The encounter, at San Francisco International Airport, occurred while the woman was boarding a Texas-bound flight. The attendant, whose name was not released by the airline, grabbed the stroller from the woman, who was carrying 15-month-old twins, a passenger who was nearby said.

A video that circulated on social media showed the attendant nearly coming to blows with another passenger who threatened him after the altercation with the woman.

“What we see on this video does not reflect our values or how we care for our customers,” the airline said in a statement. “The actions of our team member captured here do not appear to reflect patience or empathy, two values necessary for customer care. In short, we are disappointed by these actions.”

Coming after airport police officers were filmed violently dragging a passenger off a United Airlines flight in Chicago, the episode on the American flight comes at a charged time for the airline industry, which has had to cope with a series of events that have ruffled public opinion after being recorded on video and circulated.

American’s relatively quick suspension of the attendant contrasted sharply with the response by United, which was criticized for initially appearing to blame the passenger, Dr. David Dao, and taking “full responsibility” for the episode only after more than a day of public condemnation. Dr. Dao’s lawyers said he had suffered a broken nose and a concussion and had two of his teeth knocked out in the episode.

The American Airlines episode began when the plane was at the gate in San Francisco before a scheduled 1 p.m. departure to Dallas-Fort Worth International Airport. It occurred in the area between the cockpit and the first-class seating section. Strollers are not permitted in airplane cabins, an airline spokeswoman said.

“He jerked it away from her and almost hit the baby in the head,” Olivia Morgan, the passenger who saw the episode unfold, said in a telephone interview.

Ms. Morgan, an executive with an education-related nonprofit, said that after she complained about the woman’s treatment, the attendant shouted at her.

“He yells at me with his finger in my face, ‘You stay out of it!’” she said. “Full rage.”

Surain Adyanthaya, who posted the video of the altercation on Facebook, wrote that the flight attendant had “violently” taken the stroller, “hitting her and just missing the baby.”

The video begins after the stroller has been removed. It shows the mother standing toward the front of the plane and crying.

“Just give me back my stroller please,” she says while holding one of her children in her arms.

When the flight attendant returns to the frame, a male passenger rises and threatens him.

“Hey bud, you do that to me and I’ll knock you flat,” the passenger is heard saying.

The attendant turns to him, jabbing his finger in the air. “You stay out of this!” he says. The passenger leaves his row to confront the attendant. The woman, crying loudly at this point, moves behind a partition to shield her child.

“Try it, hit me.” the attendant says. “Come on, bring it on.”

“You almost hurt a baby,” the man says. “Maybe you’ll get videotaped, too, and get all over the news.”

American Airlines said that the woman and her family had been escorted off the plane and put on a different flight, from which they caught a connecting international flight. The airline said it had upgraded the family to first-class seats for the rest of their trip and was investigating the episode.

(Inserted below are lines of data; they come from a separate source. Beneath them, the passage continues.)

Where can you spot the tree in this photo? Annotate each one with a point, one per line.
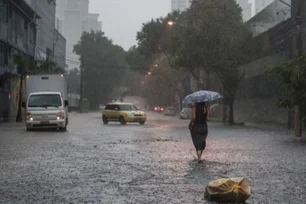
(103, 65)
(136, 60)
(293, 75)
(215, 40)
(157, 40)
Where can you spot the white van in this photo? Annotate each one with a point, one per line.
(47, 102)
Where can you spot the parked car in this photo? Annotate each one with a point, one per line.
(170, 111)
(186, 113)
(158, 109)
(123, 113)
(47, 102)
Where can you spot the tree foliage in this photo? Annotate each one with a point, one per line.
(293, 75)
(103, 65)
(209, 37)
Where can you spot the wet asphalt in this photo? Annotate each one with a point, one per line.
(154, 163)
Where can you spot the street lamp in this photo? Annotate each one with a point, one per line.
(172, 23)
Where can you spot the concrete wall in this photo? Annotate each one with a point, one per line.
(257, 95)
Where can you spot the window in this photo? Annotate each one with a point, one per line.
(46, 100)
(127, 107)
(3, 54)
(109, 107)
(3, 11)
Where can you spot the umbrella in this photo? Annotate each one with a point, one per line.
(202, 96)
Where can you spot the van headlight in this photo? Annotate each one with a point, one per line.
(29, 116)
(60, 115)
(130, 114)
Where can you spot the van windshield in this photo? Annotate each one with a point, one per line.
(45, 100)
(128, 107)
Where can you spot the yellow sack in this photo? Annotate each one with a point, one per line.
(235, 190)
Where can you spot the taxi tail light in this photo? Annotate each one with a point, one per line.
(61, 115)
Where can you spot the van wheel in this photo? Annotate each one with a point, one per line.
(105, 120)
(122, 121)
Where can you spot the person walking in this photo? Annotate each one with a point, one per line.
(198, 127)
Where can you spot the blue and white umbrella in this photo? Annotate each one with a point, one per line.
(202, 96)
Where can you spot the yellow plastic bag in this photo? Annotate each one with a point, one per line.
(235, 190)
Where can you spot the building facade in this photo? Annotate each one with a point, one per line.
(246, 9)
(261, 4)
(17, 34)
(45, 40)
(73, 18)
(272, 15)
(92, 23)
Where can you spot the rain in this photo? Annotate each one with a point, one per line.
(140, 101)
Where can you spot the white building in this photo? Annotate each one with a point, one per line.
(73, 18)
(49, 43)
(92, 23)
(246, 9)
(180, 5)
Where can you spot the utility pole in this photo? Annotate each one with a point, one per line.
(81, 82)
(298, 13)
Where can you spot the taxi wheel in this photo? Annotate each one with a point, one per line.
(63, 129)
(105, 120)
(122, 121)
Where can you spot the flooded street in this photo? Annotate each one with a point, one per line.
(154, 163)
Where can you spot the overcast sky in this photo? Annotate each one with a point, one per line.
(121, 19)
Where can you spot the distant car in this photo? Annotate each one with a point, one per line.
(186, 113)
(169, 111)
(123, 113)
(158, 109)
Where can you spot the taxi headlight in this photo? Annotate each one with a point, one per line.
(130, 114)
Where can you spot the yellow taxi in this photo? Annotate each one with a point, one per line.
(123, 113)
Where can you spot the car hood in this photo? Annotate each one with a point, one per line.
(136, 112)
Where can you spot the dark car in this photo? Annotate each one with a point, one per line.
(158, 109)
(170, 111)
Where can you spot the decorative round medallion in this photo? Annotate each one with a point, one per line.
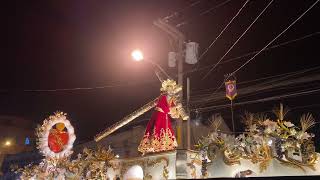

The airline said that most strollers were typically checked at the gate, not at baggage check, so they could be used before flights.

“We are deeply sorry for the pain we have caused this passenger and her family and to any other customers affected,” the airline said in its statement.

The plane left the airport more than an hour after its scheduled departure time because of the episode, the company said.

Correction: April 22, 2017

An earlier version of this article misspelled the name of the passenger who saw the episode unfold. She is Olivia Morgan, not Oliva Morgan.